The figure is identified as Herne the Hunter, who was a royal huntsman who stepped between a charging stag and the king to save him from being gored. As Herne lay dying a wizard appeared and said to the king that Herne could be saved if the antlers of the stag were tied to his head.
Herne fully recovered and became the special favourite of the king. Jealous of such attention the other huntsmen banded together and managed to get him dismissed. Herne who found himself without work and out of favour committed suicide by hanging himself from an ancient oak in Windsor Park.

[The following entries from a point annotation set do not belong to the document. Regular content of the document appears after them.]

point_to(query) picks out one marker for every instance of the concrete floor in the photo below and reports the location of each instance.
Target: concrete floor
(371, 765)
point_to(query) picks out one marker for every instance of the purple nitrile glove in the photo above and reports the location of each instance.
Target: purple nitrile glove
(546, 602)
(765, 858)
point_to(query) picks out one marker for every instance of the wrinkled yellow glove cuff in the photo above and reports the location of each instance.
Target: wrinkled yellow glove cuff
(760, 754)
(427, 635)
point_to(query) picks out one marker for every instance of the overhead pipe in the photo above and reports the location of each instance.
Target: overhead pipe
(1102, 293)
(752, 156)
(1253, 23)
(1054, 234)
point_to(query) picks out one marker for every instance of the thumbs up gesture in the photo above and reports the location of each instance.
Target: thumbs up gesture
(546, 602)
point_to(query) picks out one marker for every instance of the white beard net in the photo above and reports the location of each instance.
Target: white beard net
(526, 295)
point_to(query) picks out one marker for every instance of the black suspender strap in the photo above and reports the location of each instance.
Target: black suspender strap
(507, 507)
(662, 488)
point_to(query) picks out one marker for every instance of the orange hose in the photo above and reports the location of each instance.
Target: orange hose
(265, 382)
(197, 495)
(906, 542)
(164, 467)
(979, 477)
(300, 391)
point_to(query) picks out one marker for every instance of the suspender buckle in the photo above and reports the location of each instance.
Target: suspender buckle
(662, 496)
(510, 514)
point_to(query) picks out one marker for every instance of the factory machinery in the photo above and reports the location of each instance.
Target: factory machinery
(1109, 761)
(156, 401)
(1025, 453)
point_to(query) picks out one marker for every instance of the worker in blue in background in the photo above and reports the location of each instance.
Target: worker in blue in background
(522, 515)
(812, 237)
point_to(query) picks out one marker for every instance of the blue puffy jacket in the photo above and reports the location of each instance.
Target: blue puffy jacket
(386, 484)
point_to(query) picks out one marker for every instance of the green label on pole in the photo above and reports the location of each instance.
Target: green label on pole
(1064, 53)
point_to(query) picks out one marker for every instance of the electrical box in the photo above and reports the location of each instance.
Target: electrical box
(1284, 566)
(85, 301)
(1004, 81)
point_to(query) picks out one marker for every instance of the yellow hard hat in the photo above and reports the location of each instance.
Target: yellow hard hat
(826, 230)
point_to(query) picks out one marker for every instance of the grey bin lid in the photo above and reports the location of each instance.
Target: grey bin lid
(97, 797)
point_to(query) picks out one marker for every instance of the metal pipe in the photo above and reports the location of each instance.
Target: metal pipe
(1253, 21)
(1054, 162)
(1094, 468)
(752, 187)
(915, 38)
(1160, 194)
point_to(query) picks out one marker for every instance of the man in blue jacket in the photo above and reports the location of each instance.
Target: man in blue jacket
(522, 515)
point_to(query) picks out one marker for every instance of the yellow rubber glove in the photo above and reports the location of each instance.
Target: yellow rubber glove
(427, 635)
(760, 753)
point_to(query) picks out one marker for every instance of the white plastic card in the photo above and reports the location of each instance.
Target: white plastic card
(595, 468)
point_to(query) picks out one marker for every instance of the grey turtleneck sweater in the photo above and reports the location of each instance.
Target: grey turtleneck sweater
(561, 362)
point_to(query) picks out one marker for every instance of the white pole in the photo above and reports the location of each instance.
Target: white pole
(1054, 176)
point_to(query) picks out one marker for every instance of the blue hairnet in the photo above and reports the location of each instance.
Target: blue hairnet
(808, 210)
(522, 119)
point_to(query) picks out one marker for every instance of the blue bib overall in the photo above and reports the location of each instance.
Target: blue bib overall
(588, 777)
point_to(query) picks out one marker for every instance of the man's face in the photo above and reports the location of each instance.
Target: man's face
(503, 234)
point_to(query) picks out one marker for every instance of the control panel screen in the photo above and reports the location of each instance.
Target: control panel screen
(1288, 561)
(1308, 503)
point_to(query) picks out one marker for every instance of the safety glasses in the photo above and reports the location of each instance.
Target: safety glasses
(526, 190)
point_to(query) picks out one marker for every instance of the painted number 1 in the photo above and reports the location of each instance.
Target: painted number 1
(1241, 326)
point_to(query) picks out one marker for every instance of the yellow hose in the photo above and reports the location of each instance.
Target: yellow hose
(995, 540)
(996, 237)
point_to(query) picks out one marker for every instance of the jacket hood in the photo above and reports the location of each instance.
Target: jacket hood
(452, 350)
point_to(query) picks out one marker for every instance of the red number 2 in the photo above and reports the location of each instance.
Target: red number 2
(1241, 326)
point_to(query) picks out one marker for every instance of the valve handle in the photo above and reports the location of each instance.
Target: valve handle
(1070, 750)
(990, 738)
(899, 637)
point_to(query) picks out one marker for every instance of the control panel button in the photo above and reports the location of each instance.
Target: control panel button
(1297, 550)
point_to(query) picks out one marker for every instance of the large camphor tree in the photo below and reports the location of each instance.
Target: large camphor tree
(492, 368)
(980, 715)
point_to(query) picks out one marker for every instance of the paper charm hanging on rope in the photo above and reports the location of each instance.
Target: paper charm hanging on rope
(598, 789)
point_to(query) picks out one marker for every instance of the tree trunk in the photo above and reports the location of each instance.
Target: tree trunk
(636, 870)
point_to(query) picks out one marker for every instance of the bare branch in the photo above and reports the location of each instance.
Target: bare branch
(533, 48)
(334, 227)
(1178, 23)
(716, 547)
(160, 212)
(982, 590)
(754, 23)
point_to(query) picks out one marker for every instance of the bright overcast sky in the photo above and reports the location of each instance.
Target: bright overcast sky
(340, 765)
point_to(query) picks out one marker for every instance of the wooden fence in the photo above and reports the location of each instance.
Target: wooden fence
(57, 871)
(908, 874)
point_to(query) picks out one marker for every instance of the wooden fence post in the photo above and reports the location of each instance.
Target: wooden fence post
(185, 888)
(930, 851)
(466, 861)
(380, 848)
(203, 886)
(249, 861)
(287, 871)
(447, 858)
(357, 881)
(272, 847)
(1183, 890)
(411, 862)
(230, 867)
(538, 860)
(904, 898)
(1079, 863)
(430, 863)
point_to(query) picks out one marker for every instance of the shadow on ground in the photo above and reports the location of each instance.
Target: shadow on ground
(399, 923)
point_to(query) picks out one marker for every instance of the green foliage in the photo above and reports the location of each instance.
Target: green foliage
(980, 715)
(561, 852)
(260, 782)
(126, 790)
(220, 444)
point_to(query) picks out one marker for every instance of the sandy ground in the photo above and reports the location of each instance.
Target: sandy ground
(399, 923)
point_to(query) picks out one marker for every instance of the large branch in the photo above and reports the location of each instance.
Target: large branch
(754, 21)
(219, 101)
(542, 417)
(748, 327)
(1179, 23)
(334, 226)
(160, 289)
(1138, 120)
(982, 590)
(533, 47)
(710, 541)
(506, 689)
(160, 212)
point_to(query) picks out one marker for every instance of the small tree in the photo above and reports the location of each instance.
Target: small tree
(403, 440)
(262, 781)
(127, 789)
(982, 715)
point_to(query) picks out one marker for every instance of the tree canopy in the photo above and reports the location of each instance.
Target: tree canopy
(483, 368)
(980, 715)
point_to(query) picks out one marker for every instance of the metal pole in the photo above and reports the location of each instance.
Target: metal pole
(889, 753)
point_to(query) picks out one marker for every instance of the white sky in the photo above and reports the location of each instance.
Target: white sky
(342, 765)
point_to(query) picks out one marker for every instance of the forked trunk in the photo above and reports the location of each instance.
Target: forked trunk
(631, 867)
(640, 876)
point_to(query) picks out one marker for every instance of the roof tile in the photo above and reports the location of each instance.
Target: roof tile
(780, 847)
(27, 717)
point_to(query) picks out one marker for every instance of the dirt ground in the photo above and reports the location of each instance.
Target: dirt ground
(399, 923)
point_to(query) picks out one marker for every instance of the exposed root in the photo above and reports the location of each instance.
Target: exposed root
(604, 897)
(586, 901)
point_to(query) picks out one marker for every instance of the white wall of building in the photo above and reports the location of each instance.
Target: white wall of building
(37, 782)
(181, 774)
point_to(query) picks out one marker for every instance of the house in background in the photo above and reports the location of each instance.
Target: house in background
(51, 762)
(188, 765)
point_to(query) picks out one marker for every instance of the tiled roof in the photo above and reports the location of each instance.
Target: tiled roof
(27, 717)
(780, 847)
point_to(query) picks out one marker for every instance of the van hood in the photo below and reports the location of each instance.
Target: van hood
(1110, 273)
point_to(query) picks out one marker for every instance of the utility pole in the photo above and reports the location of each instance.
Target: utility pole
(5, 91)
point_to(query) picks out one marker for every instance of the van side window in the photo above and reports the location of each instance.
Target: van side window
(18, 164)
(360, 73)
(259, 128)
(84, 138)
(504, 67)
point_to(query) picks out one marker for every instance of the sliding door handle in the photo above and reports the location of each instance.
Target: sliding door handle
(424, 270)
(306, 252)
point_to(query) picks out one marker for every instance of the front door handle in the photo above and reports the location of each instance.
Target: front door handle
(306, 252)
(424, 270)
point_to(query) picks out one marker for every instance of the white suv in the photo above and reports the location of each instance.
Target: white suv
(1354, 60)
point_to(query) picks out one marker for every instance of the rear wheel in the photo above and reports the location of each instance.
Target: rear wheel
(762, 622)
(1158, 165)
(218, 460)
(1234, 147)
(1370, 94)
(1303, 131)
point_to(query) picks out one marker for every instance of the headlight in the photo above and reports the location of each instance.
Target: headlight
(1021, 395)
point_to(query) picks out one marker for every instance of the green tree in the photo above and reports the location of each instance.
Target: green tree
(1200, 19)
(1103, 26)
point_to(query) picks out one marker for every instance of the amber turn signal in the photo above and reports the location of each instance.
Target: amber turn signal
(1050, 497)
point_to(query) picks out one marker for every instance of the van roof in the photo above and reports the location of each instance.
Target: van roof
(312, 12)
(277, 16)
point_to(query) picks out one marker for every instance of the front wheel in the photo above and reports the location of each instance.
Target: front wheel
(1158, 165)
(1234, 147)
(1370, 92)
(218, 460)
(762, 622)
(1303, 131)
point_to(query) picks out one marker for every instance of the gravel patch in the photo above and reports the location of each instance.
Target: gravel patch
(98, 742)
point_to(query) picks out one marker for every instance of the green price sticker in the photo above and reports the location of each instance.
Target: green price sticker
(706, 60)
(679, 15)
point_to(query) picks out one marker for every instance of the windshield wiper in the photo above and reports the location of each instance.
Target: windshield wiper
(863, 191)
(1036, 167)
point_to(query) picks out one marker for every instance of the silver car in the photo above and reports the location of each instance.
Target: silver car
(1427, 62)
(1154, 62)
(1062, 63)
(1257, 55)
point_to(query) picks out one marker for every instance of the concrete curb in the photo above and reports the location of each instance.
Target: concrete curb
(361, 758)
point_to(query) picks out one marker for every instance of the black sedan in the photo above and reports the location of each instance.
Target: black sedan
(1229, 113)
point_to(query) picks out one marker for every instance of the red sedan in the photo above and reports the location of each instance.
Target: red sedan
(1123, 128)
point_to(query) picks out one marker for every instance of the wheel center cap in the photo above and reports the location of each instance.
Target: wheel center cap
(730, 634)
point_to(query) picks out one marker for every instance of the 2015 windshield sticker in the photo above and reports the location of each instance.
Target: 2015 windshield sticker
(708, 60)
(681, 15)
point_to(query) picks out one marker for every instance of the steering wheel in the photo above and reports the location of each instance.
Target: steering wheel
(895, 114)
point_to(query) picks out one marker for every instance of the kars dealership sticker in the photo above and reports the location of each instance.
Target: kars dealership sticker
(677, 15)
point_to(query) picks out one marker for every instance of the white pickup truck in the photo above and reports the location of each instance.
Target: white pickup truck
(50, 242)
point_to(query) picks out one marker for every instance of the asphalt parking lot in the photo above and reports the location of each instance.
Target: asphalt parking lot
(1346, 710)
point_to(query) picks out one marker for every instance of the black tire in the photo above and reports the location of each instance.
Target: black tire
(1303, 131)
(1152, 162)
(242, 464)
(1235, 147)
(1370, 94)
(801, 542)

The oak no longer exists but was called Herne’s Oak after the event and was associated with the haunting. It is more likely that this story is set to explain a much more raw presence perhaps some form of Cernunnos the horned Celtic god of nature.
A recent folktale was collected by Ruth Tongue in her ‘Forgotten Folk-tales of the English Counties.’The story describes how in the 1950’s a group of boys were in the great park vandalising the trees when one of them found a horn lying on the grass.
Two of the boys from the area begged the other not to touch it, but he blew it any way and the call was answered by a great cry and the baying of hounds. All three ran in terror for the shelter of a nearby church but the boy who had blown the horn fell behind.
The sound of the hounds grew closer and as they reached the church they heard the twang from a loosed arrow, and the boy who blew the horn fell down dead. He had no arrow through him and there was no sign of the spectral hunt party. The origins of the tale are obscure but it shows how folktales develop with each passing generation.
‘Haunted England‘ by Christina Hole published 1940, mentions the tree being gone, but says whenever disaster threatens the Royal Family or the nation itself, the ghost of Herne and the tree appear. She says they were seen in 1931 before the economic crisis.